Jesus Christ, the path of peace
“The Church too, on the first day of the year, invokes this supreme good in a special way; she does so, like the Virgin Mary, by revealing Jesus to all, for as St. Paul says, ‘He is our peace’, and at the same time the ‘way’ by which individuals and peoples can reach this goal to which we all aspire”.
“‘Educating Young People in Justice and Peace’ is a task for every generation, and thanks be to God, after the tragedies of the two great world wars, the human family has shown increasing awareness of it, as we can witness, on the one hand, from international statements and initiatives, and on the other, from the emergence among young people themselves, in recent decades, of many different forms of social commitment in this field. For the ecclesial community, educating men and women in peace is part of the mission received from Christ, it is an integral part of evangelisation, because the Gospel of Christ is also the Gospel of justice and peace”.

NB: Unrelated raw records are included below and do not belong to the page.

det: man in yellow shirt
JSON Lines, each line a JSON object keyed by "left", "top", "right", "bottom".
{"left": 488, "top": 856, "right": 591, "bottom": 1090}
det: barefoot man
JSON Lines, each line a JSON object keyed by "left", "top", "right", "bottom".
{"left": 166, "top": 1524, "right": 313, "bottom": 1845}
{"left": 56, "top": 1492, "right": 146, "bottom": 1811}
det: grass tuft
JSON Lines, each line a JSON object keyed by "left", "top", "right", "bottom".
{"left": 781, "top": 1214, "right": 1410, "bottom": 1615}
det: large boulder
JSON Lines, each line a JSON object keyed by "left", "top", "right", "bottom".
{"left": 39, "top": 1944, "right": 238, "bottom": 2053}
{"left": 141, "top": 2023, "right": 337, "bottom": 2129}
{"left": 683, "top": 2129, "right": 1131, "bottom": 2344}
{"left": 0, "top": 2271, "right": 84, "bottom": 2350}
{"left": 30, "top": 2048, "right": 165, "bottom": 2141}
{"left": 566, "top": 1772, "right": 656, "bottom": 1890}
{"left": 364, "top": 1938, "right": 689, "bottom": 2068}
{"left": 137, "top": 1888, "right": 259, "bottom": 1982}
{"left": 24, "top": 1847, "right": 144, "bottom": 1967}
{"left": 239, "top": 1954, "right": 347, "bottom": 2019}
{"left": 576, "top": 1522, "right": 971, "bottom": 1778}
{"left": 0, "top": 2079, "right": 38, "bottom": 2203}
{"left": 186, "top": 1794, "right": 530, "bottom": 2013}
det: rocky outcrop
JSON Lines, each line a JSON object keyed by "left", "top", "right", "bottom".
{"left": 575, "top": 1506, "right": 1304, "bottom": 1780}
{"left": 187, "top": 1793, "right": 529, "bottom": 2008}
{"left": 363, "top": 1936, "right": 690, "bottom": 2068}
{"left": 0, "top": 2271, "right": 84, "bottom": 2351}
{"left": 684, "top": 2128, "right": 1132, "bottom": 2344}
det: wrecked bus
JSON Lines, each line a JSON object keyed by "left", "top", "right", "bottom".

“In the face of the shadows that obscure the horizon of today’s world, to assume responsibility for educating young people in knowledge of the truth, in fundamental values and virtues, is to look to the future with hope. And in this commitment to a holistic education, formation in justice and peace has a place. Boys and girls today are growing up in a world that has, so to speak, become smaller, where contacts between different cultures and traditions, even if not always direct, are constant. For them, now more than ever, it is indispensable to learn the importance and the art of peaceful coexistence, mutual respect, dialogue and understanding. Young people by their nature are open to these attitudes, but the social reality in which they grow up can lead them to think and act in the opposite way, even to be intolerant and violent. Only a solid education of their consciences can protect them from these risks and make them capable of carrying on the fight, depending always and solely on the power of truth and good. This education begins in the family and is developed at school and in other formative experiences. It is essentially about helping infants, children and adolescents to develop a personality that combines a profound sense of justice with respect for their neighbour, with a capacity to address conflicts without arrogance, with the inner strength to bear witness to good, even when it involves sacrifice, with forgiveness and reconciliation. Thus they will be able to become people of peace and builders of peace.
“In this task of educating young generations, a particular responsibility lies with religious communities. Every pathway of authentic religious formation guides the person, from the most tender age, to know God, to love Him and to do His will. God is love, He is just and peaceable, and anyone wishing to honour Him must first of all act like a child following his father’s example. … In God, justice and mercy come together perfectly, as Jesus showed us through the testimony of His life. … Jesus is a way that can be travelled, open to everyone. He is the path of peace. Today the Virgin Mary points Him out to us, she shows us the Way: let us walk in it!”.